# early preg symptoms? or clomid aftermath?!



## BabyDash619

hello...posted a few times on the clomid section but never here...first round of clomid! not sure when i actually ovulated (no +opk) but bloodwork on tues. showed that i did ovulate. cd27 today...i wanted to post my symptoms and see what you girls think! first let me mention that i never ever get af regularly, usually about 4 times a yr. I started af naturally last month by chance (the day after spending $45 on the meds to bring on a period, of course) then took 50mg Clomid days 5-9...no idea when af will come unless i end up with a BFN and take period enducing meds...
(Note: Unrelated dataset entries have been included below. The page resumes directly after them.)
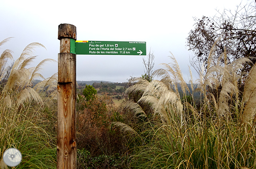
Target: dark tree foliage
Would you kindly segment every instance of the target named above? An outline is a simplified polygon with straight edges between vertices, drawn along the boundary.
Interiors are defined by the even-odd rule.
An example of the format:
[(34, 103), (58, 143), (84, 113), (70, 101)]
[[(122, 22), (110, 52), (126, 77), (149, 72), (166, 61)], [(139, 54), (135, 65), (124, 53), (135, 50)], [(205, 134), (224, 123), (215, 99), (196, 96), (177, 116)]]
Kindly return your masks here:
[[(215, 61), (226, 50), (229, 63), (242, 57), (250, 57), (253, 63), (255, 63), (256, 2), (244, 6), (240, 5), (234, 12), (225, 10), (212, 18), (203, 16), (201, 19), (194, 18), (194, 27), (187, 38), (187, 44), (194, 55), (190, 61), (196, 70), (201, 70), (204, 64), (206, 69), (210, 51), (217, 40)], [(242, 70), (248, 72), (251, 66), (246, 65)]]
[(83, 94), (85, 97), (87, 101), (89, 101), (93, 99), (95, 96), (97, 94), (97, 90), (92, 86), (90, 85), (86, 85), (85, 88), (83, 91)]

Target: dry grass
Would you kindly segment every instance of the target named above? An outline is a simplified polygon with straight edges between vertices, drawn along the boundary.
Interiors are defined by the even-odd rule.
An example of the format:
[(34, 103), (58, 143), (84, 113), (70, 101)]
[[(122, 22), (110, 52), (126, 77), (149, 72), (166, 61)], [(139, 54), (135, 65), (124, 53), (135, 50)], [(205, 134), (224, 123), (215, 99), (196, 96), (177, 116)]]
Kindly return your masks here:
[[(9, 40), (0, 42), (0, 46)], [(9, 148), (19, 150), (22, 161), (14, 168), (56, 167), (54, 137), (45, 129), (48, 120), (42, 113), (46, 103), (42, 97), (48, 92), (50, 95), (56, 88), (57, 83), (51, 83), (56, 81), (56, 76), (43, 81), (41, 86), (44, 87), (39, 84), (32, 87), (33, 80), (43, 78), (40, 73), (42, 66), (53, 61), (46, 59), (30, 67), (36, 57), (33, 52), (38, 47), (45, 47), (38, 43), (28, 45), (10, 66), (8, 61), (13, 59), (10, 50), (5, 50), (0, 57), (0, 154)], [(1, 168), (7, 167), (3, 162), (0, 165)]]
[[(116, 123), (125, 131), (138, 134), (131, 137), (133, 143), (130, 144), (135, 145), (131, 147), (130, 167), (256, 167), (253, 122), (256, 69), (252, 69), (243, 92), (240, 91), (238, 82), (244, 76), (241, 70), (249, 60), (244, 58), (228, 63), (225, 52), (218, 57), (214, 55), (214, 47), (210, 52), (207, 68), (200, 73), (197, 88), (192, 85), (191, 93), (172, 55), (171, 63), (163, 64), (165, 68), (155, 72), (161, 80), (150, 83), (138, 78), (137, 83), (126, 90), (128, 94), (138, 91), (143, 94), (137, 102), (123, 104), (123, 111), (131, 110), (135, 118), (141, 119), (138, 115), (142, 115), (148, 119), (130, 124), (132, 128), (129, 124)], [(191, 102), (186, 98), (181, 99), (178, 85), (183, 96), (191, 97)], [(194, 91), (201, 93), (199, 105), (193, 100)]]

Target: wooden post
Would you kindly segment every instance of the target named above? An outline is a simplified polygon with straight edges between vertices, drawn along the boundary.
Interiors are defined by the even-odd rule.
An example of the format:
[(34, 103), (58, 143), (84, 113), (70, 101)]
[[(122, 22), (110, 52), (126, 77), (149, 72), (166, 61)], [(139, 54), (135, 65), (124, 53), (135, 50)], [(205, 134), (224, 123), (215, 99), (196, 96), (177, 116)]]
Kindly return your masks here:
[(60, 40), (58, 54), (57, 169), (76, 168), (75, 54), (70, 53), (70, 39), (76, 39), (76, 28), (59, 25)]

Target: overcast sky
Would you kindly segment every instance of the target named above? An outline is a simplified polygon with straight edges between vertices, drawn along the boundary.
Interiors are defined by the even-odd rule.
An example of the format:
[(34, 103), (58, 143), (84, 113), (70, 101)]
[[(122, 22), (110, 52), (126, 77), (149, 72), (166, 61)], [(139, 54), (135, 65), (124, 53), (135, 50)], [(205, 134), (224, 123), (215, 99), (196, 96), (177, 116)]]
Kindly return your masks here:
[[(186, 37), (194, 23), (193, 17), (212, 16), (216, 10), (234, 10), (241, 0), (2, 0), (0, 5), (0, 41), (14, 37), (1, 46), (18, 57), (28, 44), (37, 42), (35, 63), (56, 60), (60, 52), (58, 26), (76, 27), (80, 41), (146, 42), (147, 54), (155, 56), (154, 69), (168, 63), (171, 52), (186, 79), (189, 57)], [(246, 3), (247, 0), (243, 0)], [(130, 76), (144, 74), (142, 56), (77, 55), (77, 80), (125, 82)], [(57, 72), (57, 63), (45, 66), (45, 78)], [(193, 70), (193, 68), (191, 68)], [(194, 76), (196, 77), (195, 71)]]

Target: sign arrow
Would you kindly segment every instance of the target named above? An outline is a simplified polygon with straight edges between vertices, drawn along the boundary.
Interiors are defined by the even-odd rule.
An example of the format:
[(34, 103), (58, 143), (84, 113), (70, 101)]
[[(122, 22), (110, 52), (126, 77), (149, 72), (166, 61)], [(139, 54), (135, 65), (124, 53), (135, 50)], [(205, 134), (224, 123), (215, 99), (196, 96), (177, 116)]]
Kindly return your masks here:
[(139, 55), (140, 55), (141, 54), (142, 54), (142, 53), (143, 53), (143, 52), (141, 52), (141, 51), (140, 50), (140, 50), (140, 52), (137, 52), (137, 54), (140, 54)]

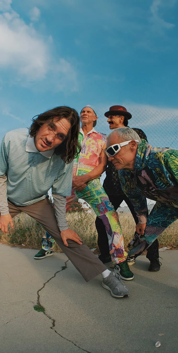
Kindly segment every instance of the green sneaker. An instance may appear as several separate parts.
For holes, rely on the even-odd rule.
[[[34,258],[37,259],[44,259],[45,257],[48,256],[51,256],[53,255],[53,251],[52,250],[47,250],[45,251],[43,249],[41,249],[39,251],[36,255],[35,255]]]
[[[123,262],[115,264],[114,272],[119,274],[122,280],[130,281],[134,279],[134,274],[130,271],[127,263],[127,259]]]

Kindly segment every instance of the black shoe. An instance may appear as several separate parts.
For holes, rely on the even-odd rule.
[[[151,260],[148,271],[150,271],[152,272],[156,272],[157,271],[159,271],[160,267],[162,263],[160,262],[159,259]]]
[[[105,257],[102,254],[99,254],[98,255],[98,258],[103,264],[106,263],[107,262],[111,262],[112,261],[111,257],[110,255],[108,257]]]

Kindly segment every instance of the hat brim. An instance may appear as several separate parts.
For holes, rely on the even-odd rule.
[[[108,118],[109,115],[121,115],[123,116],[126,116],[128,120],[131,119],[132,115],[129,112],[125,112],[124,110],[109,110],[105,113],[105,115],[106,118]]]

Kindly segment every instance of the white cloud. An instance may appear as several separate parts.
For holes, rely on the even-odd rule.
[[[160,8],[162,6],[173,6],[175,4],[174,1],[169,2],[166,1],[165,3],[165,1],[163,2],[162,0],[153,0],[150,8],[152,15],[151,20],[155,29],[161,31],[163,29],[169,29],[175,27],[174,24],[166,22],[162,18],[159,13]]]
[[[40,10],[35,6],[30,11],[30,16],[31,21],[38,21],[40,16]]]
[[[8,70],[11,82],[23,86],[42,81],[51,75],[53,85],[59,90],[67,85],[69,91],[76,90],[77,75],[71,64],[65,59],[54,59],[51,35],[41,35],[31,23],[27,24],[11,7],[11,0],[0,0],[0,70]],[[37,20],[40,11],[35,7],[31,19]],[[57,68],[57,70],[56,68]],[[55,71],[54,71],[55,70]],[[69,83],[70,84],[69,85]]]
[[[45,77],[49,60],[46,43],[16,12],[0,15],[0,67],[14,70],[29,80]]]

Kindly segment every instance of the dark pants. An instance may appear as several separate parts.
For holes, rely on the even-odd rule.
[[[125,201],[134,217],[136,224],[137,224],[138,222],[138,220],[134,211],[134,206],[126,195],[124,194],[122,194],[119,196],[110,195],[108,195],[108,197],[115,210],[118,208],[123,201]],[[95,226],[98,233],[97,243],[100,251],[104,257],[109,257],[110,256],[109,250],[105,227],[101,220],[98,217],[97,217],[96,219]],[[159,258],[159,248],[158,241],[156,239],[147,250],[147,257],[150,261],[154,259]]]

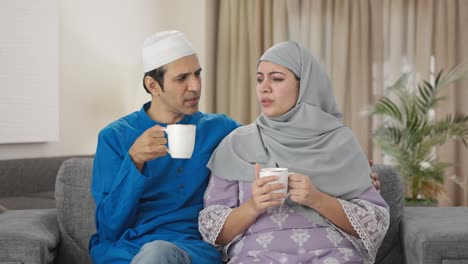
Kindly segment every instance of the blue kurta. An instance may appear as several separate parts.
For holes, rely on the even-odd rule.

okay so the last 2 or 3 days mild cramping in ovaries,headaches, bbs def a little sore to the touch, yesterday mild lower back pain and sore hip sockets (?!) also sore thigh muscles like i had exercised but i hadnt. pretty much gone today. oh and sore on inside of elbow where arm bends, like where you get blood drawn only i had it drawn on the opposite arm. probably not a sign on pregnancy haha but i desperately want it to be! no fatigue or discharge or nausea :(:(:(

sorry this is so long! excited but nervous to be dissapointed. thanks in 
advance for any input. do i have a chance or is it all in my head and/or the clomid even though its been 18 days since my last pill?! eeeek!


----------



## crystal443

Hi,

I found with all my Clomid cycles I had alot of symptoms...however Clomid worked first time with DD and DS but it unfortunatlry didn't work this last time. I had 6 rounds of it and no pregnancy. 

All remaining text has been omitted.